İslamcılığın binbir türlü hali olabilir. Yunus’un veya Nesimi’nin diliyle söylesek, Kâh iktidar olur insanlara adaletle hükmetmenin yoluna bakar, kâh iktidardayken daha gizli, derin iktidarlara muhalefet eder, bir dem kendine muhalefet eder, bir dem duruşuyla zalimlere meydan okur öfkelerini celbeder, mazlum olur, bir dem gelir dünyaya meydan okur dünyaya nizam verme iddiasında olur, kâh bütün dünyanın boş oyun ve eğlenceden ibaret olduğunu görüp içine çekilir, ölmeden önce ölür, oruç, itikaf, inzivasıyla zühdün en derin hallerine kapılır.

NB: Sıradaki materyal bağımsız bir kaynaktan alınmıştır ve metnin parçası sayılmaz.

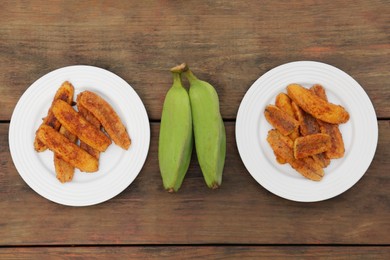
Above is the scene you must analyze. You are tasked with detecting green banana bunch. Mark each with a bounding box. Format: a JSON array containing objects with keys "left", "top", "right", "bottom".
[
  {"left": 158, "top": 65, "right": 193, "bottom": 192},
  {"left": 181, "top": 64, "right": 226, "bottom": 189}
]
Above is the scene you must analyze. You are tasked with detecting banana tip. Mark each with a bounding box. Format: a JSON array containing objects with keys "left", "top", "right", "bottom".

Tipik bir İslamcı olarak Said Halim Paşa’nın şahsında görülebilecek bu haller İslamcılığı tam da bu tartışmalar bağlamında yeniden düşünmek için iyi bir örnek oluşturabilir.
Zeytinburnu Belediyesi’nin iki günlük Said Halim Paşa Sempozyumu bütün katılımcılarıyla birlikte bütün bu konular üzerine düşünmek için iyi bir vesile, tam bir fikir şöleni gibi oldu. Belediyelerin kültürel faaliyetleri bir hayli boşlamış olduğu zamanlarda bile bu konuda ciddi bir fark ortaya koyan Başkan Ömer Arısoy’u ve sempozyumu adeta koparan değerli fikir ve eylem adamı Asım Öz’ü candan tebrik ediyorum.